Maria Carmelita Santos de Jesus, 53, é uma das ex-moradoras do edifício que passou a noite no Largo do Paiçandu. "Passei o dia todo aqui. Este colchão foi doado", conta. Auxiliar de limpeza, Maria Carmelita estava no trabalho, quando ocorreu o incêndio. "Só não perdi o documento e a roupa do corpo", conta. Mesmo na rua, ela vai retornar ao trabalho nesta quarta, das 22h às 6h, e tomar banho na casa da tia de uma vizinha da ocupação.

Ela considera aceitar o auxílio-aluguel, que seria ofertado pelo Governo do Estado, desde que consiga dividir um imóvel com outras vizinhas. "Não existe aluguel de R$ 400", disse. Maria Carmelita havia se mudado para a ocupação havia três anos, após o seu barraco na Favela do Moinho, também no centro da capital, ser atingido por um incêndio.

Apesar de a Prefeitura de São Paulo pedir que as doações sejam entregues à Cruz Vermelha, em local próximo ao aeroporto de Congonhas, os desabrigados pedem que tudo seja levado à igreja do largo do Paissandu, onde eles estão, ou para outra ocupação do movimento, na rua Benjamin Constant, número 170, também no centro. A igreja, porém, fechou as portas para doações por falta de espaço.

De acordo com o movimento, a permanência dos sobreviventes na rua é uma forma de pressionar o poder público a conseguir uma moradia definitiva. “A prefeitura está fazendo as famílias irem para um albergue. É uma jogada de marketing para maquiar a situação. Isso vai ter um custo muito alto para eles”, disse a porteira Carla. Os sobreviventes pedem todo tipo de doação. “Perdemos tudo, só não perdemos a vida. Então, roupa, colchão, produtos de higiene ou, até mesmo, conversa. Porque até isso, a conversa, nós perdemos.”

Segundo a Prefeitura de São Paulo, assistentes sociais que atuam no local haviam cadastrado até a madrugada desta quarta-feira 428 moradores, de 169 famílias. "Elas receberam alimentação, mas a maioria não aceitou acolhimento. Foram 45 pessoas encaminhadas aos abrigos municipais", informa a prefeitura em nota.

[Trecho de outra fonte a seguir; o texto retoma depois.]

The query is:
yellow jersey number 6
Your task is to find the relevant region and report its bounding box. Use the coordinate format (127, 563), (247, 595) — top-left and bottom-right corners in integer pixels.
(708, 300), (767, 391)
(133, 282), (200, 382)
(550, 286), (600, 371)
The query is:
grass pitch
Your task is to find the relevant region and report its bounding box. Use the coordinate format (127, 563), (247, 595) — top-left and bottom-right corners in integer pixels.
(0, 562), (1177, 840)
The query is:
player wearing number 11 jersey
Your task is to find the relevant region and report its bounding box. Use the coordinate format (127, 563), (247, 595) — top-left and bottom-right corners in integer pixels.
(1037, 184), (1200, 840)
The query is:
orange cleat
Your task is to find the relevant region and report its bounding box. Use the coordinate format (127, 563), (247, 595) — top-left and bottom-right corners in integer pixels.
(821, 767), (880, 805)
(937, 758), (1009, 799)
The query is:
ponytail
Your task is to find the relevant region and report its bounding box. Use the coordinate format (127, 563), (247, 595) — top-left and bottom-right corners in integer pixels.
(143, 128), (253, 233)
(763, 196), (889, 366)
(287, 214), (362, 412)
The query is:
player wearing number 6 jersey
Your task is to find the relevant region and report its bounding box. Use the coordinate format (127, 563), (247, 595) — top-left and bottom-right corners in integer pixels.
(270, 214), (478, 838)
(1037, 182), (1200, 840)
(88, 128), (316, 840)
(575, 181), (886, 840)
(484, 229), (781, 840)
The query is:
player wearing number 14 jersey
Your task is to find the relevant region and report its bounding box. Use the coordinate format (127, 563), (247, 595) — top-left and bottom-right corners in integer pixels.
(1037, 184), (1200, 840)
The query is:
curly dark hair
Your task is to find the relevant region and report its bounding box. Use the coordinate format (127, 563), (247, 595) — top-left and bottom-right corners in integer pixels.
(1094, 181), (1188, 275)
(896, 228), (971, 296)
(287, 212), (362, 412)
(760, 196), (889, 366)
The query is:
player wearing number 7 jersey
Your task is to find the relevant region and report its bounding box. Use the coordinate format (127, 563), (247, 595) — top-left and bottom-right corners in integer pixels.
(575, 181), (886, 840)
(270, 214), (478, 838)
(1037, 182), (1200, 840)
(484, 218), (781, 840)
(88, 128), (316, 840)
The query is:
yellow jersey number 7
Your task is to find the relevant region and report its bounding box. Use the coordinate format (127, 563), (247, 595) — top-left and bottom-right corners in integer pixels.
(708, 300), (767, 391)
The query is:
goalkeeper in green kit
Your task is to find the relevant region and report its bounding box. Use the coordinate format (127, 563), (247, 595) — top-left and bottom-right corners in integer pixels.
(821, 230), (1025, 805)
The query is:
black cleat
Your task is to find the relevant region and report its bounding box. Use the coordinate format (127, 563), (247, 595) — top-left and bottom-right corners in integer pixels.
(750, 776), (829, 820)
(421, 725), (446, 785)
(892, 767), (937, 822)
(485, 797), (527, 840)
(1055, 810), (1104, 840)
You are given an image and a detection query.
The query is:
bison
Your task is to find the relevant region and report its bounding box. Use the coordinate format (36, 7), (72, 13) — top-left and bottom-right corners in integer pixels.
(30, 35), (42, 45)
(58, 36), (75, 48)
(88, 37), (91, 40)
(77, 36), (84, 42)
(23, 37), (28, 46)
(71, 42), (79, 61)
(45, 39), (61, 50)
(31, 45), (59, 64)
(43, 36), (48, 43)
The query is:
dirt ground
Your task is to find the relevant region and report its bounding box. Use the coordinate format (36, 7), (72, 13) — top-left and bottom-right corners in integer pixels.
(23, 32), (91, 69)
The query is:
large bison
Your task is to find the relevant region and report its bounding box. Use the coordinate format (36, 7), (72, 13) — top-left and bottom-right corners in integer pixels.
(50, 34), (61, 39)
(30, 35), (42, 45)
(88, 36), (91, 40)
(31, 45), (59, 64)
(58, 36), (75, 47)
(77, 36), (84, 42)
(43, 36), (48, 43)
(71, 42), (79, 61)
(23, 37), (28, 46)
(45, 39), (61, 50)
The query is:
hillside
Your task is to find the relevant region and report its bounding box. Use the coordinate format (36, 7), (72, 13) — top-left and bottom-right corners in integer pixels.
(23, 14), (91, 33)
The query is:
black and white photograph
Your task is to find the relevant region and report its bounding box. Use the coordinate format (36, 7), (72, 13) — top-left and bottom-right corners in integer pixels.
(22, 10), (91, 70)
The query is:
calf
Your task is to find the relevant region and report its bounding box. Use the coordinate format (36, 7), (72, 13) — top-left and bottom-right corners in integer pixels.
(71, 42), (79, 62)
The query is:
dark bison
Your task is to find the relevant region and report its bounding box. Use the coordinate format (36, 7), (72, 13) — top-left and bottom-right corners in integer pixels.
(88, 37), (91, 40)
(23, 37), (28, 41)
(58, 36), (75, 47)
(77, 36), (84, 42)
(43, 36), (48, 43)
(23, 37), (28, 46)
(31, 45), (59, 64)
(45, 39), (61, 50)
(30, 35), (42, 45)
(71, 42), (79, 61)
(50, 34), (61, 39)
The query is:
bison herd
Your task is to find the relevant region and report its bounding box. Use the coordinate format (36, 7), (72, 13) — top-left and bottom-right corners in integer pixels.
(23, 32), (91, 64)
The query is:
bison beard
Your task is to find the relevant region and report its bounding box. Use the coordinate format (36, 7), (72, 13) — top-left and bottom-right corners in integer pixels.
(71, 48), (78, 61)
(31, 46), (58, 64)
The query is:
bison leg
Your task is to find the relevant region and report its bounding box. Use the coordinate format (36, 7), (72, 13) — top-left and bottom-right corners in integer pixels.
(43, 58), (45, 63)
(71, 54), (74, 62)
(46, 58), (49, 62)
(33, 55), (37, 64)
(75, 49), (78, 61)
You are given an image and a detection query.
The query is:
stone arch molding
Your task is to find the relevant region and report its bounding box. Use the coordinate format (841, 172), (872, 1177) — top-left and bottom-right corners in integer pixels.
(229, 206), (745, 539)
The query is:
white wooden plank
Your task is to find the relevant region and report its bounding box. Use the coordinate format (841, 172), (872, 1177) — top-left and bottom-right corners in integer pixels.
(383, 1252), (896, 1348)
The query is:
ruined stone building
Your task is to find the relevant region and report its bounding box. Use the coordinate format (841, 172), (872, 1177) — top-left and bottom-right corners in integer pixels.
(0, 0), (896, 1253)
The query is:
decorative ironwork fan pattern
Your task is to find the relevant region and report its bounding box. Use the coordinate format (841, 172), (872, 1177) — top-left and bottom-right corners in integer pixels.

Também no largo, Leig Laura Aprigio, 36, passou a noite em uma barraca emprestada junto do marido e dos filhos, de 8 e 15 anos. "Ainda bem que teve a barraca, porque estava muito frio de noite", conta. Eles estavam no edifício havia menos de um mês após terem sido expulsos de uma casa que invadiram em Bertioga, no litoral paulista. "Uma mulher, a Selma, me convidou. Durou nem um mês", lamenta.

Já o vendedor ambulante Cláudio Maciel, de 34 anos, dormiu no largo para apoiar o movimento. Em situação de rua há 18 anos, ele costuma passar as noites no entorno, na Avenida São João. "Eles sempre me ajudaram, por que não vou ajudar?", contou ele, que costumava frequentar o edifício para tomar banho e fazer refeições.

O movimento reivindica que a prefeitura disponibilize uma tenda para instalarem uma cozinha provisória e banheiros químicos.

Ontem, o prefeito Bruno Covas (PSDB) disse que a orientação é que as famílias sejam mantidas juntas nos mesmos espaços de acolhimento. Além disso, Covas informou que será oferecido aluguel social para as famílias com recursos do governo estadual, como afirmou o governador do Estado, Márcio França (PSB).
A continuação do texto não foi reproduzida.